Purpose:Percutaneous Endoscopic Lumbar Discectomy(PELD)is minimally invasive spinal surgery requiring only a one night stay. PELD can be applied to complicated Lumbar Disc Herniations (LDHs), such as central large herniations (CLH), high-migrated herniations, cases combined with bone-abnomalities (posterior osteophytes, central calcifications, lateral recess osteospurs, foraminal stenosis, ring apophyseal separation etc.), and cysts. Until recently, it has been difficult to perform.
Method:PELD was performed on the following types of lumbar lesions.
1. Various techniques at each different disc level were used on 156 CLHs.
2. 256 migrated LDHs over six zones were operated on using advanced techniques.
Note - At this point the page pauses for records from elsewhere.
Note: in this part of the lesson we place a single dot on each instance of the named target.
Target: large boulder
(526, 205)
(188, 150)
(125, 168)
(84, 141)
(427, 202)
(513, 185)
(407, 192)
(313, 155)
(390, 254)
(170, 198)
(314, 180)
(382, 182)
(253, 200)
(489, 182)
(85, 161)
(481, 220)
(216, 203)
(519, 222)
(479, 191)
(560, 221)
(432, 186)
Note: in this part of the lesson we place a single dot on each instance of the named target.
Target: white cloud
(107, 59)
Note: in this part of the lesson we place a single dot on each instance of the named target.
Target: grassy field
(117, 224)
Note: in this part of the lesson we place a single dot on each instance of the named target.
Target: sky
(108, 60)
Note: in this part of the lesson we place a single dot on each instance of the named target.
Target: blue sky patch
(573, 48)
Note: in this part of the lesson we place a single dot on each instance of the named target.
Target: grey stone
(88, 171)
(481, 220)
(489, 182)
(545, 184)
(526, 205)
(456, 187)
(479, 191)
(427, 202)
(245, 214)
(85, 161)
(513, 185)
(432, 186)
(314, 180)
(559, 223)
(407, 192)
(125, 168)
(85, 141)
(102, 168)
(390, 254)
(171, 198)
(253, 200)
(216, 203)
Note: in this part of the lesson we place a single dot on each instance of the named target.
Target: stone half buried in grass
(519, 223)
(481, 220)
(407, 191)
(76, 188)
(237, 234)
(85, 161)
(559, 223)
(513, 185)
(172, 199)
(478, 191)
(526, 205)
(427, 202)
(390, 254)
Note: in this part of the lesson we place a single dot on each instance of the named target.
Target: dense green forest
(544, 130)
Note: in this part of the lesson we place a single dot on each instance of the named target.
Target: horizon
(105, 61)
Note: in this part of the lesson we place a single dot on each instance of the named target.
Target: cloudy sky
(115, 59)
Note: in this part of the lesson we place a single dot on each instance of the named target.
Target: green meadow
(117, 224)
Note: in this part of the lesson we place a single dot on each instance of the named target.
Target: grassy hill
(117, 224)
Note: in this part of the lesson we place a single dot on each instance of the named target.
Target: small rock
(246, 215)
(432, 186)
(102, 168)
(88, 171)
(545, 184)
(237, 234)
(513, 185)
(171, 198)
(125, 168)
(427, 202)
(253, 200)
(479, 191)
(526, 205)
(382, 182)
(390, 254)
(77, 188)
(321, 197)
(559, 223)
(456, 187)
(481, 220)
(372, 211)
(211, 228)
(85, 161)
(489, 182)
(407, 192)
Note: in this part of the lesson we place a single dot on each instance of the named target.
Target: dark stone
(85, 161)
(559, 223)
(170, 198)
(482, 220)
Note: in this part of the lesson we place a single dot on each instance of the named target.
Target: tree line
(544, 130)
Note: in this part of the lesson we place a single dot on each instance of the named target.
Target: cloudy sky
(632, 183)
3.The drill was necessary for 144 bone-related cases.
4. Nine cysts were resected in similar fashion to discectomy.
Results:Of all our PELD cases, there was an 86% satisfaction rate after initial operation, with 10% requiring revisions. The reasons for revision were mainly nucleus remnants, recurrences, nerve adhesions, ganglion damage, and osteospur remnants. The final satisfaction rate was 94% after all operations.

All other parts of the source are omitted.